When you take out a repayment mortgage this means that each month you are paying capital and interest combined. So as long as you keep your payments going for the full length of the mortgage term, the mortgage balance is guaranteed to be paid off at the end and the property becomes yours. This is the most risk-free way to pay your capital back to the lender, in the early years it is mainly the interest that you are paying and your balance will reduce very slowly especially if you have taken out a 25, 30 or 35-year term. This situation switches in the last ten years or so of your mortgage where your payments are paying off more capital than interest and the balance will come down much faster.
Whilst many Buy to Let mortgages are set up on an interest-only basis, it is much more difficult to get a residential property on an interest-only basis. Back in the ’80s and 90’s how a mortgage would work is that you would take out an interest-only mortgage, a mortgage were you just pay the interest. And the idea was that you would take out a separate investment vehicle, such as an endowment policy or pension to pay the balance back at the end of the mortgage term.
Whether there is going to be enough money to pay the capital balance will depend on the performance of your investment vehicle. During the 2000s some of these investments didn’t perform as well as expected and some borrowers were left with a shortfall. It is much less likely for lenders to offer an interest only product now, however, there are certain circumstances where this can be an option if you are going to downsize when you are older or have other investments what you will use to pay the capital back. Lenders are very strict when it comes to offering these products now and the loan to values are a lot lower than back in the day.

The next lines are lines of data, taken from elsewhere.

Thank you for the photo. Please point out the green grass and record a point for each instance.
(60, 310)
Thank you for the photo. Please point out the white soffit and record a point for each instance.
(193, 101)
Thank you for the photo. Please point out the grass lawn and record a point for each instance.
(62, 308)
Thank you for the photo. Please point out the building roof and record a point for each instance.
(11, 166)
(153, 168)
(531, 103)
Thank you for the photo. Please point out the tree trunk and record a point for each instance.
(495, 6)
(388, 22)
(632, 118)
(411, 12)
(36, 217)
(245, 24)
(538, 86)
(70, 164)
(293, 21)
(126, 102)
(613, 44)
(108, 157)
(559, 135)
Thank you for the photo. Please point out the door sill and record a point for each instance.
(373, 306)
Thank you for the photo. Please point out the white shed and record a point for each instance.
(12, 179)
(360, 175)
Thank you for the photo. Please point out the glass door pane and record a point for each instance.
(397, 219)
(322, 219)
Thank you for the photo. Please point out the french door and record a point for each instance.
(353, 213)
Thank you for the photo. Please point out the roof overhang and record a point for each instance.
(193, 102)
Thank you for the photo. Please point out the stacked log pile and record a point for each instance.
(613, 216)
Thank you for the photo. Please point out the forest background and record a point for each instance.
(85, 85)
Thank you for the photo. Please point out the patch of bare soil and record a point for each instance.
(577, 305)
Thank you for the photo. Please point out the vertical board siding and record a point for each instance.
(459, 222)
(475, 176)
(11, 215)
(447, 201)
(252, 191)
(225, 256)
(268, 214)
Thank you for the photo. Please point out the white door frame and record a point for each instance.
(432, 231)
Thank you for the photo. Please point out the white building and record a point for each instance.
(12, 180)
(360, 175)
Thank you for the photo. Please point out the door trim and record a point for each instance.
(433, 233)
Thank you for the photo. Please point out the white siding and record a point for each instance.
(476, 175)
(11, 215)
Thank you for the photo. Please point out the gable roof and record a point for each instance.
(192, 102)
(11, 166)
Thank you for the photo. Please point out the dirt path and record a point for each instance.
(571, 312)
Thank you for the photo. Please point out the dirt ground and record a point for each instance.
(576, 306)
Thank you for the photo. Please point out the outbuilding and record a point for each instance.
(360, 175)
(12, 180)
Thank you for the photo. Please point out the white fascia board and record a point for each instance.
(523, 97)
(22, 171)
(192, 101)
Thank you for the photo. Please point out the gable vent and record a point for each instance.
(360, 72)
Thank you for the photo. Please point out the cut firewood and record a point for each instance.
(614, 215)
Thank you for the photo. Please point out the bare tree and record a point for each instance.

With an offset mortgage, the lender will set you up a savings account to go alongside your mortgage account. How this works is that let’s say you have a mortgage balance of £100,000 and £20,000 is deposited into your savings account, you only pay interest on the difference, so in this case £80,000. This can be a very efficient way of managing your money, especially if you are a higher rate taxpayer. This also is a way of reducing the mortgage term because as that money is sitting in that savings account your mortgage term shrinks.
This mortgage option was popular in the late ’90s and early 2000s, it originated in Australia and became popular in the UK when introduced by lenders such as The Yorkshire Bank. Currently, this is not a very popular mortgage option, The reason for this is that people don’t save as much as they used to anymore, however in the right circumstances an offset can be the perfect solution.